第51章 キスミー
姉のIDを拝借して予約したのは、横浜駅から徒歩7分の、女性に人気というホテル。
姉への連絡は済ませたし、これで問題はないはずだ。
見返りの靴代は痛かったが、万が一に備え、頼み込んだ苦労が報われる日が来ようとは。
「ふぅ」
指が震えて宿泊カードの文字が歪む。
ホテルにチェックインするのも、彼女を抱くのも、これが初めてという訳ではないのに。
(らしくないっスね)
なんでもスマートにこなしてきたはずの自分の予想外の変化は、だが意外にも居心地のいいものだった。
ロビーに漂うスパイシーな香りを胸に吸い込むと、黄瀬は、表情を変えずに対応するフロントの若い女性から、爽やかにカードキーを受け取った。
ダークブラウンの重厚な外観とは違い、カジュアルな内装が施されたロビーに人はまばらで。
落ち着いたグレーの布張りのソファに、ひとり遠慮がちに座る結の肩に、黄瀬はそっと手を置いた。
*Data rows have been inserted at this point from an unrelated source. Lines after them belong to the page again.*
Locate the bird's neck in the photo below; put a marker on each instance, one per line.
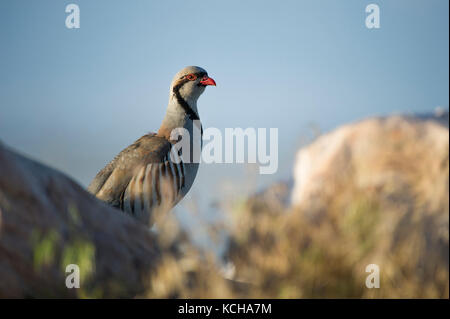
(181, 113)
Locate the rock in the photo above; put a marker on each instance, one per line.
(398, 150)
(47, 221)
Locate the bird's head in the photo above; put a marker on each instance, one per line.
(190, 83)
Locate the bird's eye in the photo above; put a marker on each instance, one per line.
(191, 77)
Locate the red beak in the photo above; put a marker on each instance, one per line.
(208, 81)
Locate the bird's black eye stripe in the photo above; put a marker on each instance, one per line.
(198, 75)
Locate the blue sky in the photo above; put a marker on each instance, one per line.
(74, 98)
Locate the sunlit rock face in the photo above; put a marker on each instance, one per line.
(385, 154)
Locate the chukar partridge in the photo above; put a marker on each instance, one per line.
(148, 174)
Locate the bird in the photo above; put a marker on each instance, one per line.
(152, 174)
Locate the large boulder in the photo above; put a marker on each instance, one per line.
(47, 222)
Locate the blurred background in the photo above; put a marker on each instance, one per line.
(74, 98)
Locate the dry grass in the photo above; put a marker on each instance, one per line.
(399, 222)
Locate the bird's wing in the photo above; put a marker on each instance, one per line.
(135, 172)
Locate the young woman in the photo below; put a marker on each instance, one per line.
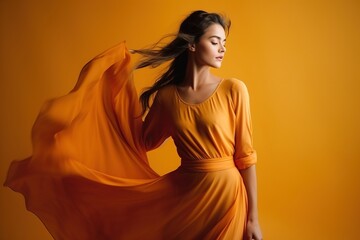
(89, 177)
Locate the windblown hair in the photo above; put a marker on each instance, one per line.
(191, 29)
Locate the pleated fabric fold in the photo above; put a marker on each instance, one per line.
(89, 177)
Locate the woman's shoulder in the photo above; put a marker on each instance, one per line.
(234, 84)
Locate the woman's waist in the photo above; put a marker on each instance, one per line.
(207, 164)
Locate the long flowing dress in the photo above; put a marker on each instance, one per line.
(89, 177)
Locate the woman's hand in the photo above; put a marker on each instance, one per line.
(253, 230)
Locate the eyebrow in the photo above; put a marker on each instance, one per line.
(214, 36)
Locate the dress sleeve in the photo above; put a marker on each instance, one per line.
(156, 125)
(244, 155)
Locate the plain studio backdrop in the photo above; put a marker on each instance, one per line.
(299, 59)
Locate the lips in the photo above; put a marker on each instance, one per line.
(220, 58)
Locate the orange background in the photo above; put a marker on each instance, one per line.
(299, 59)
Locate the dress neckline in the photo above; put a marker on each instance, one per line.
(202, 102)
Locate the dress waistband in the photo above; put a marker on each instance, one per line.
(207, 165)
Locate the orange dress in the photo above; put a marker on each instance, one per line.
(89, 177)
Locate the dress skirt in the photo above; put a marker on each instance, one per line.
(89, 179)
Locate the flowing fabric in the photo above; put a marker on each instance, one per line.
(89, 177)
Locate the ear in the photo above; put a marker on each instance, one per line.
(192, 47)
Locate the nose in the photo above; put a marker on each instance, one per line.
(222, 49)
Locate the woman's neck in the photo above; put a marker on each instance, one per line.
(197, 76)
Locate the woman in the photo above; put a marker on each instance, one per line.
(88, 177)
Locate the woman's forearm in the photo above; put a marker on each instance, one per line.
(250, 181)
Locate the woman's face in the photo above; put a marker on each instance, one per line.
(210, 49)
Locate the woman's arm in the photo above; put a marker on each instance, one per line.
(252, 227)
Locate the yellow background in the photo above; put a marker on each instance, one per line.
(299, 59)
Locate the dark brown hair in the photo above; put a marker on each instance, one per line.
(191, 29)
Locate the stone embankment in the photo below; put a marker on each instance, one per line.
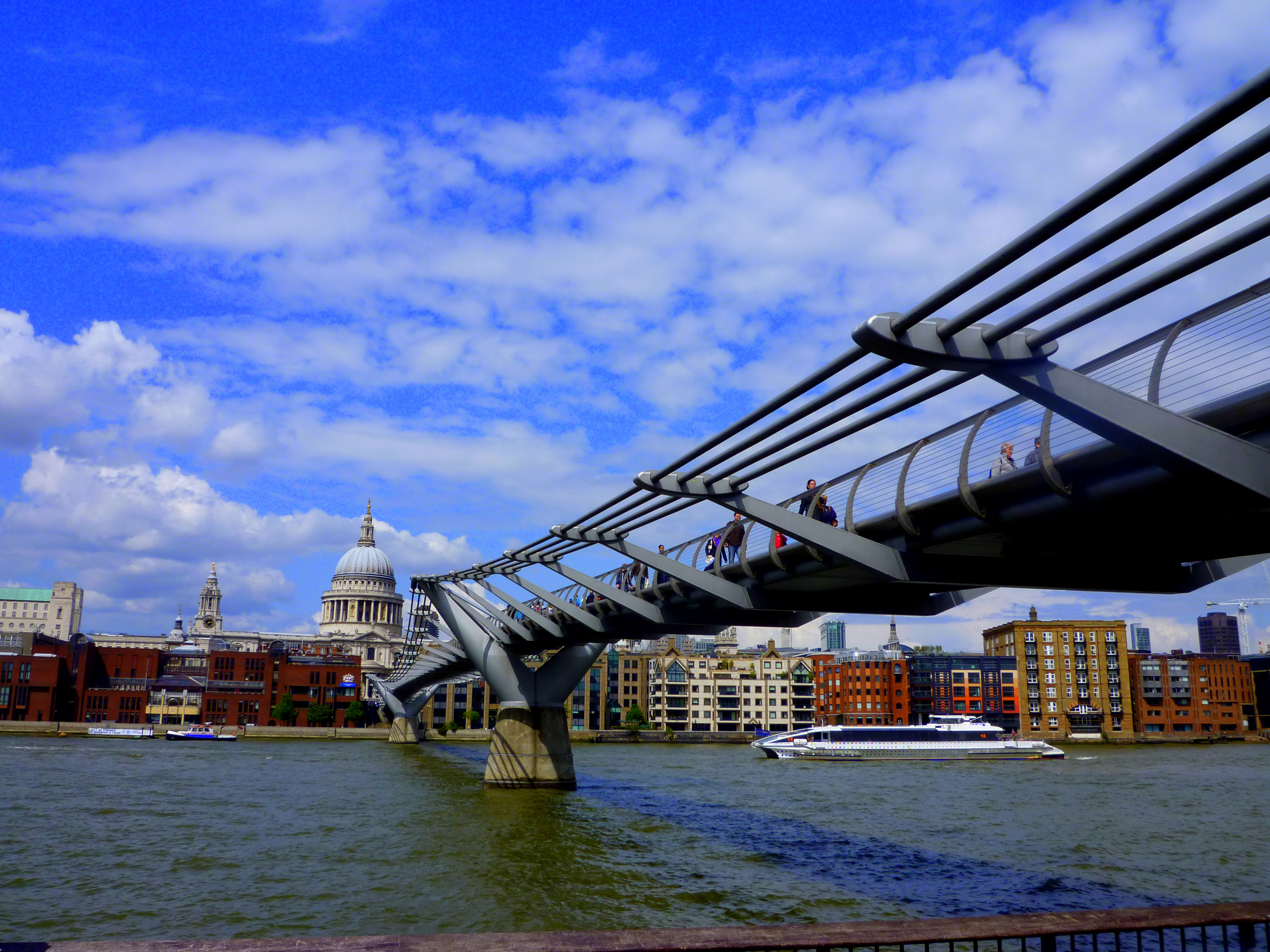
(380, 732)
(76, 729)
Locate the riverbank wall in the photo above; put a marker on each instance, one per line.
(78, 729)
(380, 732)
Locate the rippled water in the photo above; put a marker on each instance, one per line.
(143, 840)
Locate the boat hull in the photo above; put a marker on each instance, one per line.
(933, 755)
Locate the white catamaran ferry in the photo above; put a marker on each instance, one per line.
(946, 738)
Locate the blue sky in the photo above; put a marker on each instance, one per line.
(267, 260)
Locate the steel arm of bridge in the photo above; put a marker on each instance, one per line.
(516, 684)
(561, 605)
(477, 616)
(533, 618)
(1172, 441)
(404, 709)
(632, 604)
(874, 558)
(467, 602)
(725, 591)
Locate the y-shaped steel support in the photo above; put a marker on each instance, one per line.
(530, 746)
(406, 714)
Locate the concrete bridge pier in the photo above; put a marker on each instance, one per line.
(530, 746)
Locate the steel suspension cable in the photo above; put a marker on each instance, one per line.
(867, 376)
(1230, 162)
(863, 423)
(901, 383)
(1168, 241)
(1221, 114)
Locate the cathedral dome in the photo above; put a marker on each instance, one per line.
(364, 562)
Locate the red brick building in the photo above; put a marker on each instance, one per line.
(46, 680)
(1189, 696)
(244, 687)
(115, 682)
(860, 692)
(36, 686)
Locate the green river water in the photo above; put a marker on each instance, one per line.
(143, 840)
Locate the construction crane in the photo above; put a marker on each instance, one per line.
(1245, 634)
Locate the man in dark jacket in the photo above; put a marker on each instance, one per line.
(733, 539)
(825, 512)
(807, 501)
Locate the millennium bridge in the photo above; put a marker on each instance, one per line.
(1144, 470)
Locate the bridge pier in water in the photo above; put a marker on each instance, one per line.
(530, 744)
(404, 731)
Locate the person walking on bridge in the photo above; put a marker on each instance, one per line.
(825, 512)
(1034, 456)
(733, 539)
(807, 501)
(1006, 461)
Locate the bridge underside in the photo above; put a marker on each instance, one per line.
(1160, 482)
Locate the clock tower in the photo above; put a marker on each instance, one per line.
(209, 619)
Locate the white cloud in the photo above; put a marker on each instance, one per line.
(636, 242)
(51, 384)
(124, 531)
(587, 63)
(344, 20)
(520, 308)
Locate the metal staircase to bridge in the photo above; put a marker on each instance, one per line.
(1146, 470)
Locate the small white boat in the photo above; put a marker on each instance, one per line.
(946, 738)
(200, 734)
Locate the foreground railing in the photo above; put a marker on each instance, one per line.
(1230, 927)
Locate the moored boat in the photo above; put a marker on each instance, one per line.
(946, 738)
(134, 733)
(200, 734)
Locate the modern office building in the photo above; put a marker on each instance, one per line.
(1140, 639)
(1073, 673)
(834, 635)
(54, 611)
(1219, 634)
(1192, 695)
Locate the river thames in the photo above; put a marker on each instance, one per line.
(143, 840)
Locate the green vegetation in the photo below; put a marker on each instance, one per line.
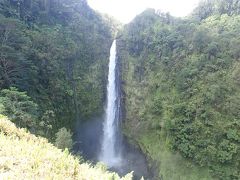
(25, 156)
(57, 52)
(64, 139)
(182, 91)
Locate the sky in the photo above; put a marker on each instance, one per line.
(126, 10)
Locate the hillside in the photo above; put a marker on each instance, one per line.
(57, 52)
(25, 156)
(181, 90)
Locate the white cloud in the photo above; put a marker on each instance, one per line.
(126, 10)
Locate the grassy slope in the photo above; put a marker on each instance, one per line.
(25, 156)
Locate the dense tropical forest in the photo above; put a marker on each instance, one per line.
(53, 58)
(180, 81)
(182, 90)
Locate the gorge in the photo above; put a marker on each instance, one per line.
(164, 103)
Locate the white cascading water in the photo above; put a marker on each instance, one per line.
(110, 154)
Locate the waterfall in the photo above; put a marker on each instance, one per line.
(111, 150)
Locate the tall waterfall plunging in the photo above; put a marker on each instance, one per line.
(111, 143)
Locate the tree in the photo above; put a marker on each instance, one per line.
(19, 107)
(64, 139)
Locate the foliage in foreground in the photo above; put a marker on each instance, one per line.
(182, 90)
(25, 156)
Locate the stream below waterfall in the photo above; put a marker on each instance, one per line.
(101, 139)
(88, 139)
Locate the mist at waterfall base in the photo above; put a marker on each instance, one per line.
(88, 141)
(100, 139)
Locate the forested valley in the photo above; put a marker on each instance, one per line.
(180, 84)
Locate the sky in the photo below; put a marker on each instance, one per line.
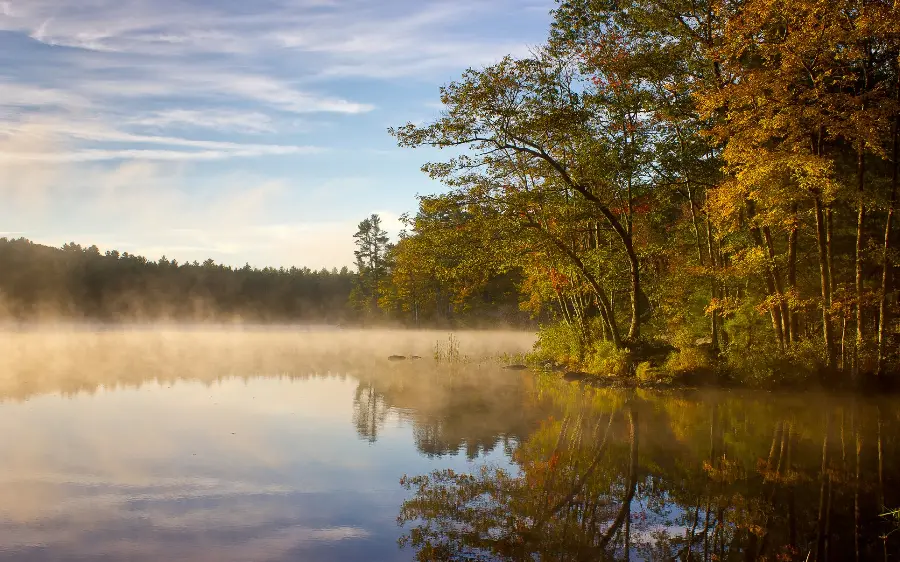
(246, 132)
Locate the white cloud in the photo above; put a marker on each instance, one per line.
(23, 143)
(218, 120)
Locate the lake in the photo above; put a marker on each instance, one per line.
(248, 444)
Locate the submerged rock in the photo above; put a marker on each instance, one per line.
(517, 367)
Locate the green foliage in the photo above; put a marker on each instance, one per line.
(801, 365)
(710, 171)
(688, 360)
(606, 359)
(558, 343)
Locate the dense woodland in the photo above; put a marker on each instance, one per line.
(693, 175)
(74, 282)
(715, 179)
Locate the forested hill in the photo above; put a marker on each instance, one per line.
(81, 283)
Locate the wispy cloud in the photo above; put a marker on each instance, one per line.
(152, 123)
(215, 119)
(57, 142)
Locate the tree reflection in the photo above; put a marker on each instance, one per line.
(619, 476)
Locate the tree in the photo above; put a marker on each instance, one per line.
(371, 266)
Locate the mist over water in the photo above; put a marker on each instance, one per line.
(251, 443)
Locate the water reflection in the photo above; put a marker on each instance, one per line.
(711, 476)
(286, 446)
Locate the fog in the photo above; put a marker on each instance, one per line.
(69, 359)
(224, 443)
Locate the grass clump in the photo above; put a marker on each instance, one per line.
(605, 359)
(449, 352)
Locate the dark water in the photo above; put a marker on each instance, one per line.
(202, 446)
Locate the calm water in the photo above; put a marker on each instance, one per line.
(280, 445)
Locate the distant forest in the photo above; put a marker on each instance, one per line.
(81, 283)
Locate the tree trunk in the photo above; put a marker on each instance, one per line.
(779, 287)
(860, 219)
(794, 321)
(883, 319)
(714, 317)
(825, 280)
(775, 308)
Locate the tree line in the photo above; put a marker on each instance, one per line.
(721, 172)
(81, 283)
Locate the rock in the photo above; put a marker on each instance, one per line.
(518, 367)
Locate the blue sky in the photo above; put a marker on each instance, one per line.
(246, 131)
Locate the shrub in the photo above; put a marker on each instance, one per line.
(766, 365)
(687, 360)
(558, 343)
(605, 359)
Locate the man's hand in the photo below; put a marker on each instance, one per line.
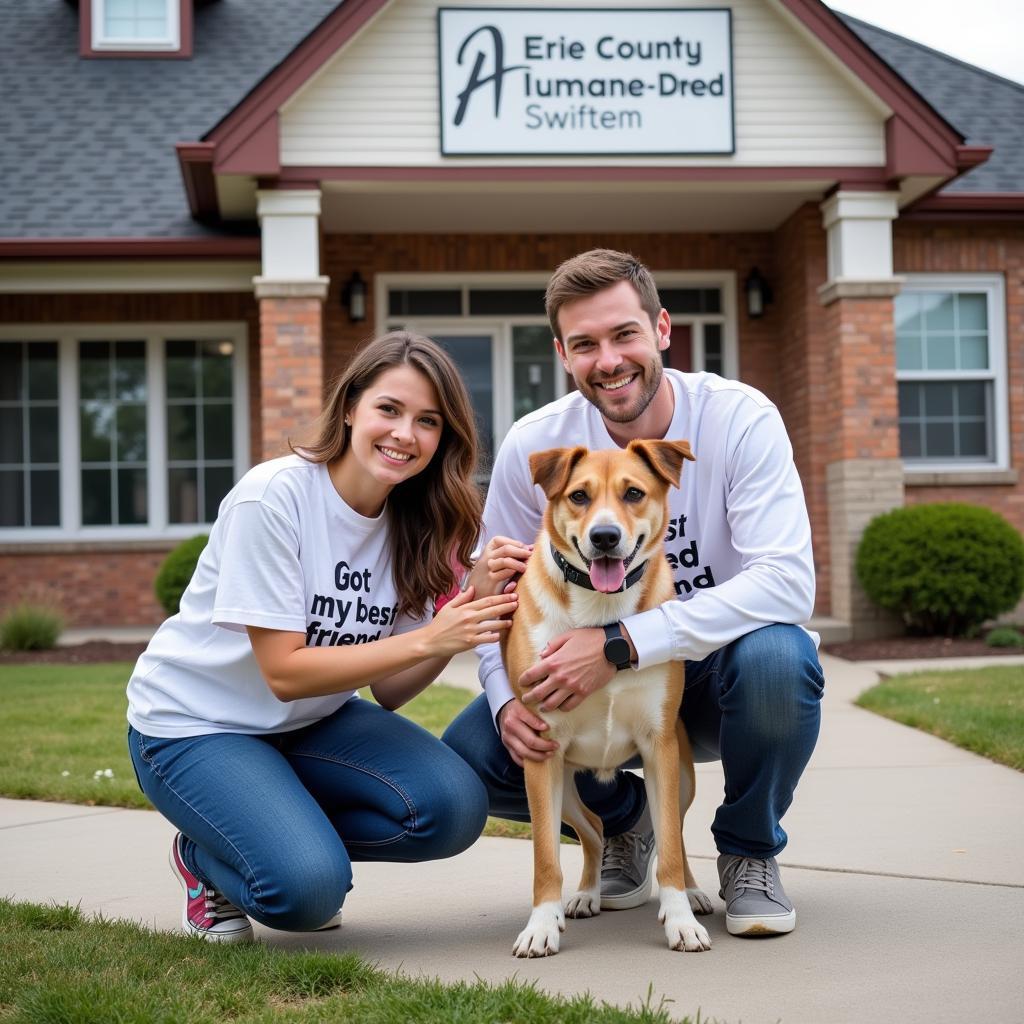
(520, 730)
(571, 667)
ピクリと弾けるそれは、これから訪れる時間への緊張か、それとも。
「お待たせ。行こっか」
「……はい」
そのまま返した手のひらに、迷いなく差し出される指先を強く握りしめると、静かに開くエレベーターに乗り込む。
カードキーを翳し、到着したフロアは四階。
「背番号と同じですね」
「オレもおんなじこと思ってた」
自分と同じ感覚を共有してくれる恋人の肩を引き寄せて、掠めるキスをひとつ。
この唇に触れるのは二週間ぶり。
その唇のやわらかさに、わずかな罪の意識と軽い眩暈を覚えながら、もう一度、今度はゆっくりとくちづける。
「久しぶりだと、なんか新鮮っスね」
「……ちょっと緊張します」
伏せられたまつ毛の下で潤む瞳と、続きをねだるように小さく開く唇。
(マジで、ヤバい……)
こみあげる息苦しさをやり過ごそうと、襟にかけた指で首元を緩め、足早に廊下を進む。
たどり着いた部屋の向こう、黄瀬は結とともに縺れるようになだれ込んだ。
重い扉が閉まるよりも早く、重ねた唇でお互いの吐息を奪いながら、ふたつの身体がベッドに沈む。
照明をつける時間すら惜しんでキスを交わすふたりを照らすのは、縦型のブラインドからわずかに差し込む街の灯りと淡い月明かり。
貪欲さをむき出しに絡む唇は、まるで強い磁石のように引き合い、深く、激しく交わった。